Но потом я им, видно, надоел. А может, стали опасаться, что я оказываю на Дани какое-то особенное влияние. И ему, надо полагать, намекали. Сначала слегка, потом уже покрепче. Особенно сестра. Она меня как-то сразу невзлюбила. Есть у нее одна особенность – умеет смотреть сквозь тебя так, что ты и сам начинаешь сомневаться в своем существовании. А я, Сеня, страшно не люблю сомневаться в этом. Я, понимаешь, убежден, что существую. Говорю, выражали ему по-разному протест. Но Дани же мой упрям как осел. Он доверчивый, но если уж вобьет себе в голову, что кто-то его притесняет, – упрется и с места не сдвинется. В первый раз, когда на банкете в честь Пурима сестричка отвела его в сторону и с кислой физиономией стала что-то объяснять, он как взревет: «Нет, он здесь будет! Будет! Можешь лопнуть от злости, а он здесь всегда будет. Где я – там и он».
В тот раз мамаша их разняла. Геверэт Минц всегда на страже, чтоб братик с сестричкой не выцарапали друг другу зенки… Любит изображать «аидише маме в кругу любящей семьи».

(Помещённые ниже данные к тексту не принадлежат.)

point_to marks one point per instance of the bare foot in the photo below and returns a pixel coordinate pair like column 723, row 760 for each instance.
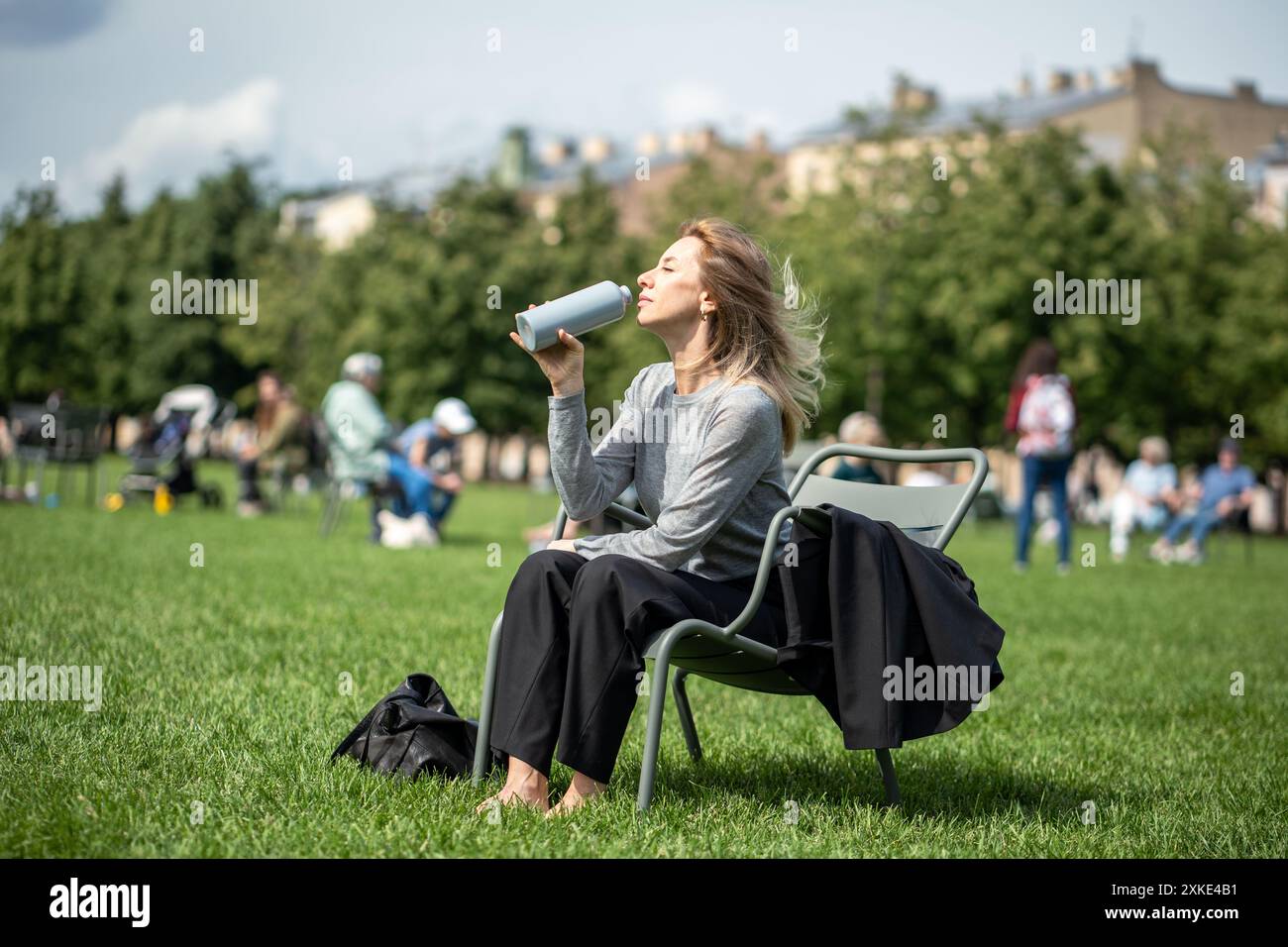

Нет, она тетка неплохая, во всяком случае, я так думал, пока не понял, что она заодно со своей доченькой и с ее женихом. Понимаешь, довольно скоро – по обрывкам разговоров, по каким-то летучим взглядам, по жестам сообразил, что они хотят Дани моего запереть в психушку, – конечно, в дорогую, роскошную психушку, но так, чтоб затем на основании медицинских исследований отстранить от денег до конца жизни… Время от времени они собирались всей кодлой – и мать, и дядька, и сеструха с хахалем, – уговаривали его подписать какую-то бумагу и согласиться кому-то «показаться». В общем, Сеня, ни черта я в этом не понимаю, но обложили они его, как зайца в поле… Мне кажется, эти их настойчивые домогательства и вгоняли его в депрессию. Впрочем, и их можно понять: все-таки башка у него, при его пяти языках и симфониях Малера, была достаточно отъехавшей.
Словом, Сеня, шут их знает, этих богатеев. Чужая это жизнь. Но только я страшно Дани жалел. Смешно, да? Немолодой нищий художник при сумасшедшем молодом миллионере… Дуэнья небритая, да и трезвая не всегда.
Короче, в тот раз – это был званый обед по случаю дня рождения геверэт Минц – сестрица решила затеять со мной беседу на тему предстоящих выборов в правительство. Пыталась объяснить, за кого надо «русским» голосовать. Я ей сказал, что разберусь с Божьей помощью сам. Вот только научусь буквы складывать, ручку унитаза дергать и от телевизора не шарахаться… Она позеленела от этих слов, вернее, от моего тона, а еще вернее – от выражения моего лица, за которое, Сеня, я, когда в бешенстве, не ответчик… и сказала, что она всегда считала – «русским» нельзя сразу давать право голоса, а нужно ждать лет десять, когда они научатся жить в цивилизованной стране и приучатся цивилизованно выражать свою волю. Я от этого слова, Сеня, от слова «воля» – просто чуть не задохнулся. И сказал ей:
– Кстати, о воле: ты здесь потому, что тебя родили здесь. А я здесь потому, что я – этого – захотел!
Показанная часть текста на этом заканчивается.